Monitoring Puppet Server metrics

Puppet Server tracks several advanced performance and health metrics, all of which take advantage of the metrics API. You can track these metrics using:

To visualize Puppet Server metrics, either:

  • Use the puppet-operational-dashboards module.

  • Export them to a Graphite installation. The grafanadash module helps you set up a Graphite instance, configure Puppet Server for exporting to it, and visualize the output with Grafana. You can later integrate this with your Graphite installation. For more information, see Getting started with Graphite below.

The puppet-operational-dashboards module is recommended for FOSS users, because it is an easier way to save and visualize Puppet Server metrics. The grafanadash module is still useful for users exporting to their existing Graphite installation.

Note: The grafanadash and puppet-graphite modules referenced in this document are not Puppet-supported modules.

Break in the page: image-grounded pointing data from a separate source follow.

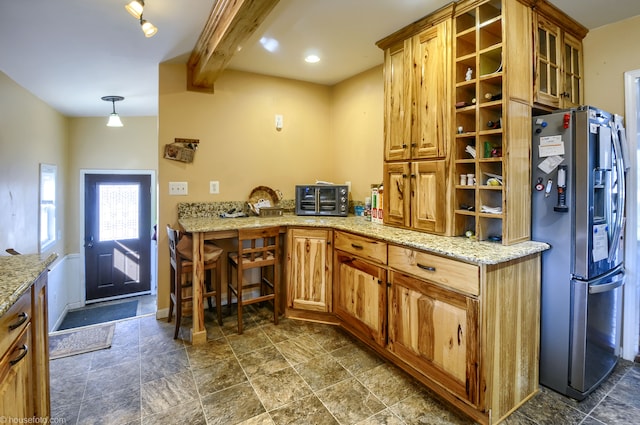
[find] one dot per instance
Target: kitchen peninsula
(461, 316)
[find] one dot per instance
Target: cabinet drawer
(454, 274)
(14, 321)
(369, 249)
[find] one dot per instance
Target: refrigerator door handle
(613, 249)
(609, 286)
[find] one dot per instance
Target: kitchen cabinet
(41, 346)
(309, 265)
(558, 59)
(414, 195)
(417, 127)
(416, 124)
(470, 332)
(493, 99)
(17, 362)
(360, 286)
(433, 318)
(435, 330)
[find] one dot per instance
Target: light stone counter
(460, 248)
(17, 274)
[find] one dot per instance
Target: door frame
(153, 263)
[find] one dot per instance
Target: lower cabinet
(16, 379)
(24, 357)
(309, 269)
(469, 332)
(360, 296)
(435, 331)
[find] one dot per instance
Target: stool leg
(208, 286)
(219, 289)
(172, 285)
(178, 308)
(239, 297)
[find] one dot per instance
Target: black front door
(117, 235)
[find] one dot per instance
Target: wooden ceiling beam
(230, 24)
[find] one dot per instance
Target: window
(47, 206)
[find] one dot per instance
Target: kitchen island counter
(459, 248)
(17, 274)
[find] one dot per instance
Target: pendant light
(114, 118)
(135, 8)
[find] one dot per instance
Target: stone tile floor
(293, 373)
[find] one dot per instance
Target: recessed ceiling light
(312, 59)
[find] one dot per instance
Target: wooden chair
(257, 248)
(181, 254)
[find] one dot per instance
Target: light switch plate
(178, 188)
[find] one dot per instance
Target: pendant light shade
(114, 118)
(135, 8)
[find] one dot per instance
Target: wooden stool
(257, 248)
(181, 254)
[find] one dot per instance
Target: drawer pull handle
(25, 350)
(23, 318)
(427, 268)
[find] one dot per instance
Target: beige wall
(31, 133)
(609, 52)
(357, 131)
(329, 133)
(94, 146)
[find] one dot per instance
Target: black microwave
(322, 199)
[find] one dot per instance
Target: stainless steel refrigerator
(578, 198)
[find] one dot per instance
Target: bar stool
(257, 248)
(181, 254)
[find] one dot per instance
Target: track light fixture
(148, 28)
(135, 9)
(114, 118)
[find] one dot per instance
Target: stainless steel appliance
(578, 208)
(322, 199)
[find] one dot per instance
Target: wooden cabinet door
(396, 193)
(428, 196)
(360, 297)
(397, 103)
(16, 379)
(309, 262)
(548, 63)
(436, 331)
(572, 72)
(432, 127)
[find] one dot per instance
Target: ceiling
(70, 53)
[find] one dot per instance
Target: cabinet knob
(23, 317)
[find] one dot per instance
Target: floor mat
(78, 341)
(93, 315)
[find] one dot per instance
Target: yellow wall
(609, 52)
(357, 131)
(94, 146)
(329, 133)
(31, 132)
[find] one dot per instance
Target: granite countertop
(457, 247)
(17, 274)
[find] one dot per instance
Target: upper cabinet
(558, 59)
(493, 98)
(417, 94)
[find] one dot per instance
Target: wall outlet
(178, 188)
(214, 187)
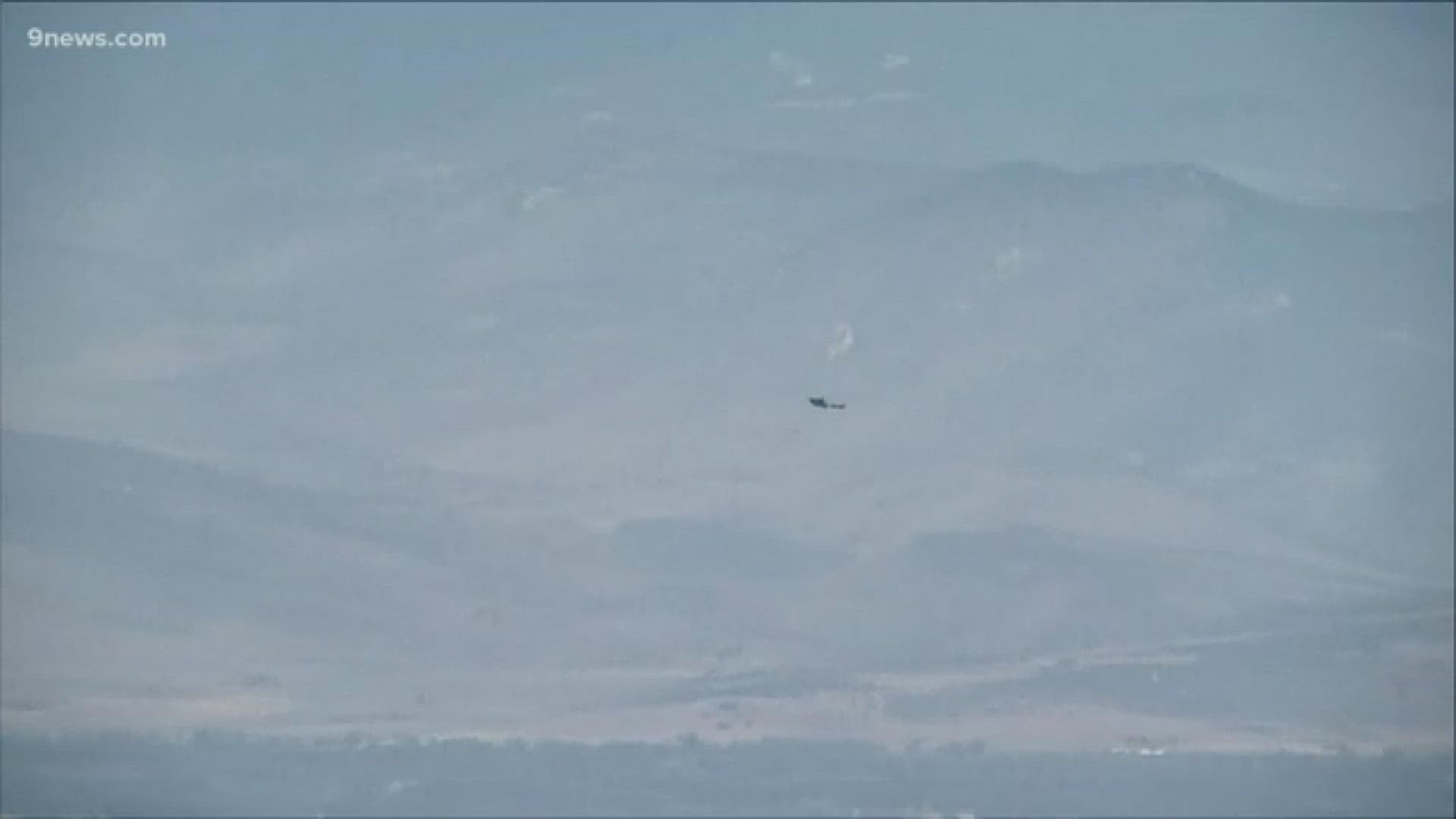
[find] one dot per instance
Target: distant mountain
(528, 438)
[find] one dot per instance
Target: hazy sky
(1340, 102)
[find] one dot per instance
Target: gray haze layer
(443, 371)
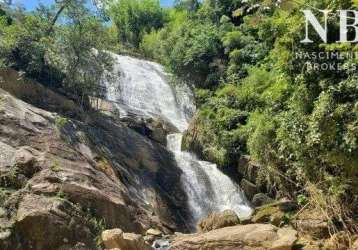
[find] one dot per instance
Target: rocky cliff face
(62, 181)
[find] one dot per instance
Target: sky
(31, 4)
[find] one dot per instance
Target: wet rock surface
(61, 178)
(218, 220)
(253, 236)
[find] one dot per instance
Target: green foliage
(69, 54)
(61, 122)
(255, 97)
(135, 18)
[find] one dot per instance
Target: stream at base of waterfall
(141, 87)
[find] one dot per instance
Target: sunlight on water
(140, 87)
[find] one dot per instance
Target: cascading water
(140, 87)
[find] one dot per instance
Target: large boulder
(61, 179)
(312, 222)
(249, 188)
(273, 213)
(245, 237)
(116, 239)
(154, 128)
(218, 220)
(261, 199)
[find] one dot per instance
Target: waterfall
(141, 87)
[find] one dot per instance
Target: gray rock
(248, 237)
(249, 188)
(261, 199)
(218, 220)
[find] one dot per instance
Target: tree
(134, 18)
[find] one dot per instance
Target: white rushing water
(141, 87)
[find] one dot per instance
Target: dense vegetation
(255, 97)
(55, 45)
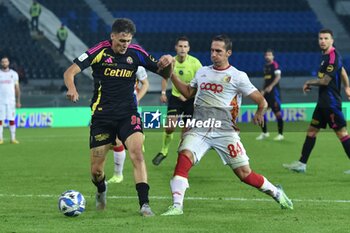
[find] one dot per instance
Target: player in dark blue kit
(271, 92)
(114, 63)
(329, 104)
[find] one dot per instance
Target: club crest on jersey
(83, 57)
(227, 79)
(129, 60)
(330, 68)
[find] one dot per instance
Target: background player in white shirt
(218, 89)
(9, 98)
(119, 150)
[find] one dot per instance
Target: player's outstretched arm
(345, 80)
(316, 82)
(69, 75)
(185, 89)
(143, 90)
(259, 99)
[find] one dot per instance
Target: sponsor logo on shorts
(214, 87)
(101, 137)
(152, 119)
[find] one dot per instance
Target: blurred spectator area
(26, 54)
(78, 16)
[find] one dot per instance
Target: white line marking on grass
(187, 198)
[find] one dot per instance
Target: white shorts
(227, 144)
(8, 112)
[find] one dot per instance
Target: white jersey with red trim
(219, 94)
(8, 80)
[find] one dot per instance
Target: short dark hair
(326, 30)
(269, 50)
(124, 25)
(182, 38)
(225, 39)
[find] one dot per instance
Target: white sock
(119, 158)
(1, 132)
(268, 188)
(178, 187)
(13, 131)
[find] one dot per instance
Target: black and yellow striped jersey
(114, 77)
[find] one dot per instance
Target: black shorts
(331, 116)
(178, 107)
(274, 101)
(104, 131)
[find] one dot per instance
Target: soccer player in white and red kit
(9, 90)
(218, 90)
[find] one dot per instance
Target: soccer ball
(71, 203)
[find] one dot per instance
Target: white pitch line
(187, 198)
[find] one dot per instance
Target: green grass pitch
(49, 161)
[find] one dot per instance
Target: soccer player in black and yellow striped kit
(114, 63)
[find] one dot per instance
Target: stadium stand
(24, 50)
(77, 15)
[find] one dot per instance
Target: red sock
(118, 148)
(183, 166)
(254, 180)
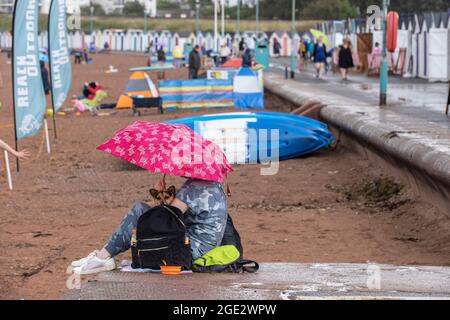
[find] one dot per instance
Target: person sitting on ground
(91, 89)
(208, 224)
(21, 155)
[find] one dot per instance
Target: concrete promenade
(411, 132)
(277, 281)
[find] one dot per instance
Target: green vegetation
(174, 25)
(337, 9)
(275, 15)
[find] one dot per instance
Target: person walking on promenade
(320, 58)
(345, 58)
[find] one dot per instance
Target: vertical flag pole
(293, 51)
(8, 170)
(215, 25)
(13, 67)
(50, 74)
(47, 139)
(384, 64)
(223, 20)
(239, 17)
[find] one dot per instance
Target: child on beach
(22, 155)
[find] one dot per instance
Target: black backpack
(161, 239)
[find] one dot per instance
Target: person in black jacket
(194, 63)
(45, 78)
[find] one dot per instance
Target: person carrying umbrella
(202, 198)
(320, 57)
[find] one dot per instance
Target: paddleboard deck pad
(261, 137)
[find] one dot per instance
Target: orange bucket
(171, 270)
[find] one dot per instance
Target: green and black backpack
(224, 259)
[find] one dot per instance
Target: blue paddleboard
(248, 137)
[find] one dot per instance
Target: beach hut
(404, 47)
(43, 39)
(275, 36)
(439, 50)
(423, 46)
(286, 44)
(192, 38)
(77, 40)
(247, 91)
(209, 40)
(200, 38)
(228, 40)
(139, 84)
(166, 40)
(98, 35)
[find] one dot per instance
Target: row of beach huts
(423, 49)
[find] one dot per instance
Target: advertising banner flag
(28, 91)
(60, 66)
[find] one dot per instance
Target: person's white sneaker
(96, 265)
(79, 263)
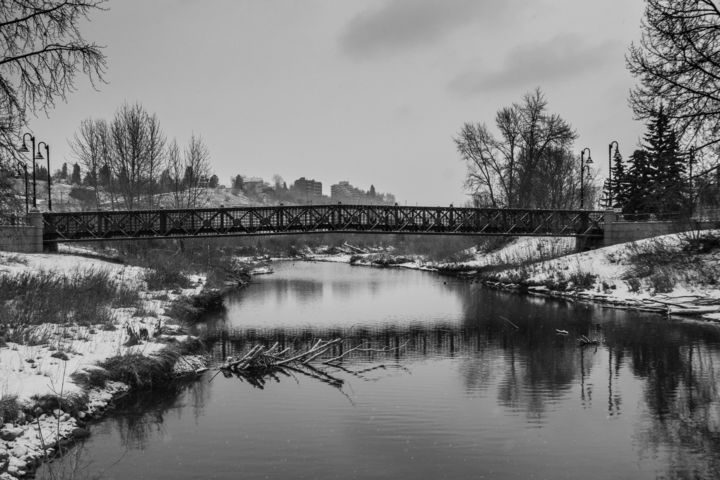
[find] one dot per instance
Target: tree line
(130, 159)
(530, 162)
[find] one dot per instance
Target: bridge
(64, 227)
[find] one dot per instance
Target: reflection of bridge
(278, 220)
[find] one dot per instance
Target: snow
(44, 365)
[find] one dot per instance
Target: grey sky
(365, 91)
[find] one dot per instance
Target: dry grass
(32, 298)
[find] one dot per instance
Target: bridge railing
(176, 223)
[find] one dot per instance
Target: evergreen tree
(669, 183)
(238, 182)
(655, 182)
(104, 176)
(76, 178)
(640, 188)
(619, 182)
(41, 173)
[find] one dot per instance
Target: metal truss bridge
(279, 220)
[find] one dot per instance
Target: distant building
(253, 184)
(344, 192)
(307, 188)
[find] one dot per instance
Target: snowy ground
(547, 262)
(37, 368)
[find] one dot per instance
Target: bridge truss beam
(279, 220)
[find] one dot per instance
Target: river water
(480, 385)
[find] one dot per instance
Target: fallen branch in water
(261, 364)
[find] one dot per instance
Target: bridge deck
(278, 220)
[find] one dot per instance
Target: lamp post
(617, 149)
(24, 149)
(583, 162)
(22, 168)
(40, 157)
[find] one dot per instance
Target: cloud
(409, 24)
(557, 59)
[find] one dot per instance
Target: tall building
(307, 187)
(346, 193)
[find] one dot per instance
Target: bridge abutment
(26, 236)
(615, 230)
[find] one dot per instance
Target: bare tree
(90, 146)
(137, 153)
(156, 158)
(41, 53)
(677, 63)
(511, 170)
(189, 172)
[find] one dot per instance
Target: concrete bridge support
(24, 237)
(617, 231)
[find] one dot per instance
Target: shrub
(9, 409)
(31, 298)
(648, 257)
(583, 280)
(633, 284)
(71, 403)
(662, 282)
(140, 371)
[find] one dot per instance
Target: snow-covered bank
(671, 274)
(42, 368)
(663, 274)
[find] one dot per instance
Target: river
(481, 386)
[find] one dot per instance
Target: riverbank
(676, 274)
(54, 377)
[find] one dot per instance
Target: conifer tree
(655, 181)
(619, 182)
(670, 185)
(75, 178)
(640, 188)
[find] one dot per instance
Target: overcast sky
(372, 92)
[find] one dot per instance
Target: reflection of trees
(678, 363)
(505, 339)
(140, 415)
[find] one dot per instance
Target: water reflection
(483, 385)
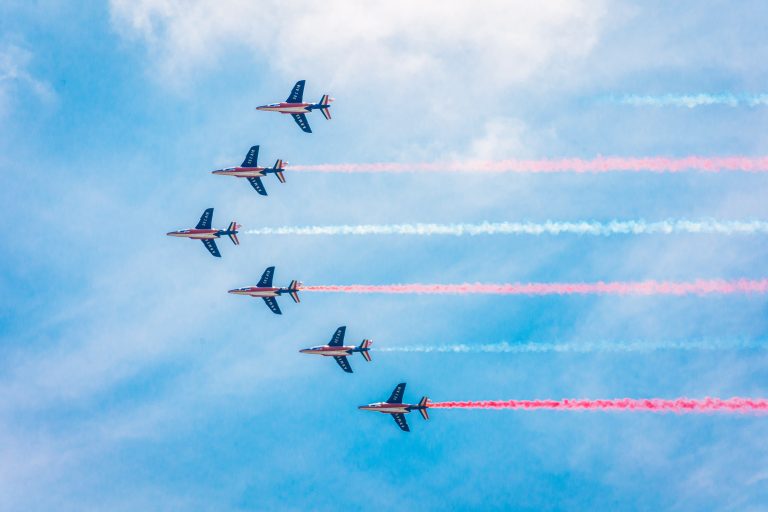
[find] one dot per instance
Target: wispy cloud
(727, 99)
(592, 228)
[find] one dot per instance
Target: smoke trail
(632, 227)
(678, 405)
(698, 287)
(599, 164)
(588, 347)
(692, 100)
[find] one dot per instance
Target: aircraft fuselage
(197, 234)
(387, 408)
(327, 350)
(242, 172)
(287, 108)
(257, 291)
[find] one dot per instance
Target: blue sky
(130, 379)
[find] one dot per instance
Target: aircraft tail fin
(325, 102)
(423, 405)
(232, 232)
(293, 290)
(366, 344)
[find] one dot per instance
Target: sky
(130, 379)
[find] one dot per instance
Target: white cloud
(493, 44)
(15, 77)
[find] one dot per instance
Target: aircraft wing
(252, 157)
(258, 185)
(266, 278)
(301, 120)
(205, 219)
(271, 303)
(211, 246)
(297, 93)
(344, 363)
(400, 420)
(397, 394)
(338, 337)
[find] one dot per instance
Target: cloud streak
(727, 99)
(592, 228)
(649, 287)
(576, 347)
(599, 164)
(678, 405)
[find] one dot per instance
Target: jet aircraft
(397, 408)
(250, 169)
(266, 291)
(339, 351)
(205, 234)
(295, 106)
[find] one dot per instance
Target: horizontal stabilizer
(293, 291)
(423, 405)
(364, 346)
(252, 158)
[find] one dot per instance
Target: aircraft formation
(250, 170)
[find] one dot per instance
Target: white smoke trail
(692, 100)
(588, 347)
(615, 227)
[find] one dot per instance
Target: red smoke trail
(698, 287)
(678, 405)
(599, 164)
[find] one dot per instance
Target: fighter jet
(265, 290)
(397, 408)
(295, 106)
(205, 234)
(339, 351)
(250, 169)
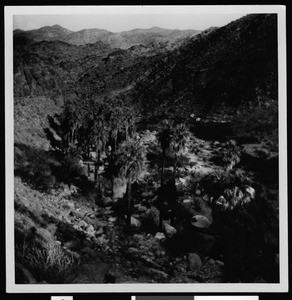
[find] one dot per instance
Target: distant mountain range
(227, 66)
(124, 39)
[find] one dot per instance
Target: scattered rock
(76, 255)
(188, 201)
(157, 274)
(74, 244)
(250, 191)
(195, 261)
(109, 278)
(140, 207)
(82, 224)
(88, 251)
(198, 192)
(102, 240)
(133, 250)
(135, 223)
(99, 231)
(22, 275)
(159, 236)
(112, 219)
(169, 230)
(200, 221)
(107, 201)
(119, 188)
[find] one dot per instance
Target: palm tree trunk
(174, 166)
(129, 203)
(162, 167)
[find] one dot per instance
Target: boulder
(22, 275)
(200, 221)
(159, 236)
(102, 240)
(107, 201)
(195, 262)
(135, 222)
(169, 230)
(188, 201)
(250, 191)
(119, 188)
(112, 219)
(82, 224)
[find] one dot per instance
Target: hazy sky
(120, 22)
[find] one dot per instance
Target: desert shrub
(69, 170)
(35, 166)
(229, 156)
(50, 264)
(218, 181)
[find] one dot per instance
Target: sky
(116, 20)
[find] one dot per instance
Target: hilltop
(124, 39)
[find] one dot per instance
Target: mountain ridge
(123, 39)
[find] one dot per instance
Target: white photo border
(11, 287)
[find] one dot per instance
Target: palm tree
(164, 138)
(131, 161)
(179, 139)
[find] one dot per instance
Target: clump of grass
(50, 263)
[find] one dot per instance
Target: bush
(50, 264)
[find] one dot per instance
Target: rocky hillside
(228, 66)
(46, 33)
(124, 39)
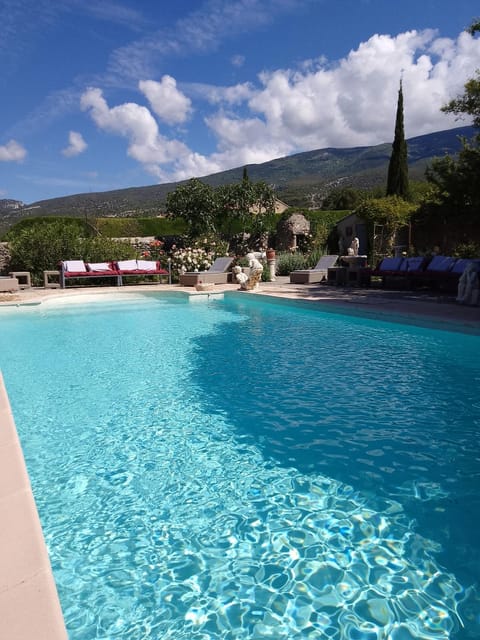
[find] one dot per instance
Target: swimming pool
(235, 469)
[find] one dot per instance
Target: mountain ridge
(293, 177)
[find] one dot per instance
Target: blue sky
(100, 95)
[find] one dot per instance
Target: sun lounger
(139, 268)
(317, 274)
(442, 272)
(217, 274)
(399, 270)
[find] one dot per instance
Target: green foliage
(139, 227)
(456, 180)
(392, 212)
(229, 208)
(43, 245)
(288, 262)
(397, 180)
(469, 249)
(469, 102)
(343, 198)
(78, 224)
(195, 203)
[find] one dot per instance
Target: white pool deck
(29, 604)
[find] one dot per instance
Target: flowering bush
(198, 257)
(191, 259)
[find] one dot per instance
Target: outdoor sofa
(78, 269)
(216, 274)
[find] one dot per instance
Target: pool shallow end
(29, 604)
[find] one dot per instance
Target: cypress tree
(397, 181)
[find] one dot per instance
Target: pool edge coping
(29, 602)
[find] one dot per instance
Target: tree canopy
(456, 179)
(397, 180)
(208, 210)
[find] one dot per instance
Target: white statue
(254, 262)
(256, 269)
(354, 246)
(468, 286)
(240, 277)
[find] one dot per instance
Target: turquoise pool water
(231, 469)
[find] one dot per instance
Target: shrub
(288, 262)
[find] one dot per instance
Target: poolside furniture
(317, 274)
(78, 269)
(49, 284)
(8, 284)
(217, 274)
(442, 272)
(26, 282)
(140, 268)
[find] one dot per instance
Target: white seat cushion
(74, 265)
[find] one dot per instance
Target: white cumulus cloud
(76, 145)
(12, 152)
(170, 104)
(145, 143)
(349, 102)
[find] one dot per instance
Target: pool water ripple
(210, 493)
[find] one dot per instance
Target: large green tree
(457, 179)
(397, 180)
(194, 202)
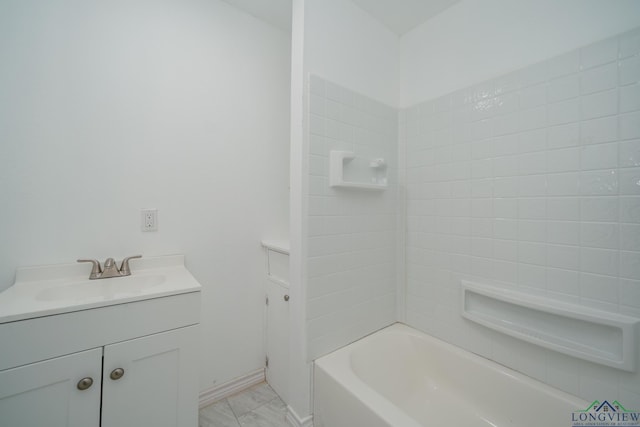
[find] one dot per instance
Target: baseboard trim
(227, 389)
(295, 420)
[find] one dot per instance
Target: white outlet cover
(149, 219)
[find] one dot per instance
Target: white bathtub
(401, 377)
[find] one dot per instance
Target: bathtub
(401, 377)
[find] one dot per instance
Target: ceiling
(400, 16)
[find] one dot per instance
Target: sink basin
(101, 289)
(56, 289)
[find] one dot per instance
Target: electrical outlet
(149, 220)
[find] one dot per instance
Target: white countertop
(55, 289)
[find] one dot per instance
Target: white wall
(347, 46)
(108, 107)
(530, 181)
(477, 40)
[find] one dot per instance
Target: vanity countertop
(56, 289)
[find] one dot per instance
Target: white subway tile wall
(531, 180)
(351, 265)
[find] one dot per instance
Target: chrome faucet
(110, 268)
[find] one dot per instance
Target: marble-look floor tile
(271, 414)
(251, 399)
(218, 414)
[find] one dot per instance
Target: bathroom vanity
(116, 352)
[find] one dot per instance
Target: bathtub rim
(337, 366)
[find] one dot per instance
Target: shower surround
(528, 181)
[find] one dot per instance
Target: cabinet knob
(116, 374)
(85, 383)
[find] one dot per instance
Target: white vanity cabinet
(129, 363)
(155, 389)
(45, 393)
(159, 385)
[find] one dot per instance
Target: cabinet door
(159, 384)
(46, 394)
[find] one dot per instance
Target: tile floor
(258, 406)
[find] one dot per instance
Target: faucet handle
(124, 267)
(95, 269)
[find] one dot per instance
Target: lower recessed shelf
(594, 335)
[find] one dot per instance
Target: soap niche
(351, 171)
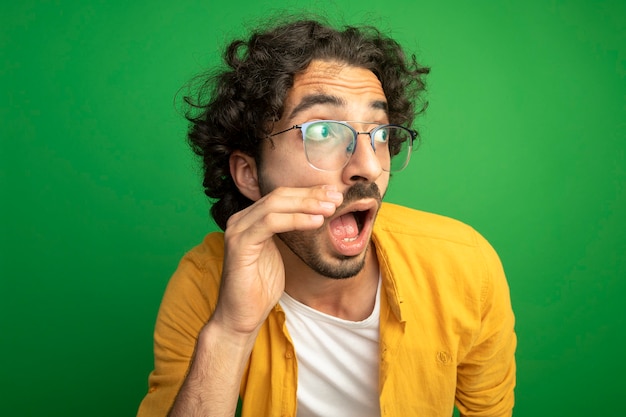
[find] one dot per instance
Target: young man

They are provided as testing and demonstration purposes only.

Getting started with Graphite

Graphite is a third-party monitoring application that stores real-time metrics and provides customizable ways to view them. Puppet Server can export many metrics to Graphite, and exports a set of metrics by default that is designed to be immediately useful to Puppet administrators.

Note: A Graphite setup is deeply customizable and can report many Puppet Server metrics on demand. However, it requires considerable configuration and additional server resources. To retrieve metrics through HTTP requests, see the metrics API.

To start using Graphite with Puppet Server, you must:

Grafana provides a web-based customizable dashboard that's compatible with Graphite, and the grafanadash module installs and configures it by default.

Using the grafanadash module to quickly set up a Graphite demo server

The grafanadash Puppet module quickly installs and configures a basic test instance of Graphite with the Grafana extension. When installed on a dedicated Puppet agent, this module provides a quick demonstration of how Graphite and Grafana can consume and display Puppet Server metrics.

WARNING: The grafanadash module is not a Puppet-supported module. It is designed for testing and demonstration purposes only, and tested against CentOS 6 only.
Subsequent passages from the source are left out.